Beautiful! I want to cuddle them all! Great pic too. :thumbsup:


----------



## DreamerHorse (Dec 22, 2012)

Thanks. They are super cute. Here's two pictures in better light.

There's kittens all cuddled together, and then Missy looking out the window.


----------



## Polkadot (Feb 10, 2013)

Awwwww,they are gorgeous.


----------



## DreamerHorse (Dec 22, 2012)

Yea. I'm hoping to take one home when old enough, but so far my mom is holding firm on the 'no cats or dogs' thing.
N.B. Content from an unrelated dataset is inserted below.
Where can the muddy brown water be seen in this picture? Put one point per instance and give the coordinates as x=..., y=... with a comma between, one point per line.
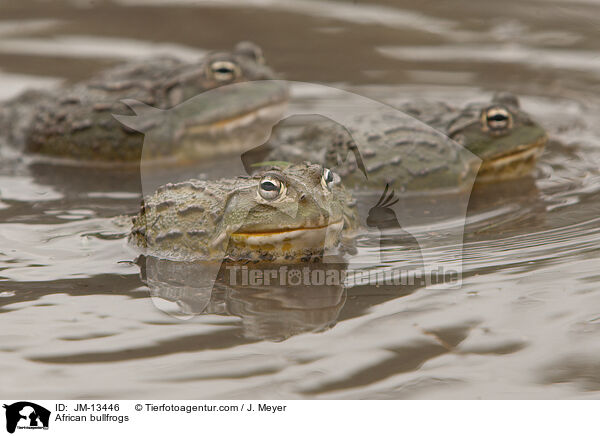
x=76, y=321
Her excuse is that she wants to have a better chance of finding a place to live for when we move, but who can resist kittens?


----------



## Polkadot (Feb 10, 2013)

Oh that's so true.Hopefully once she cuddles one it will win her over.Kittens are so sweet.


----------



## DreamerHorse (Dec 22, 2012)

Yea, I'm hoping the lease will get renewed as that would open a doorway to having a kitten, but the chances aren't great.


----------



## Polkadot (Feb 10, 2013)

Good luck! I hope you get your lease & your kitty.


----------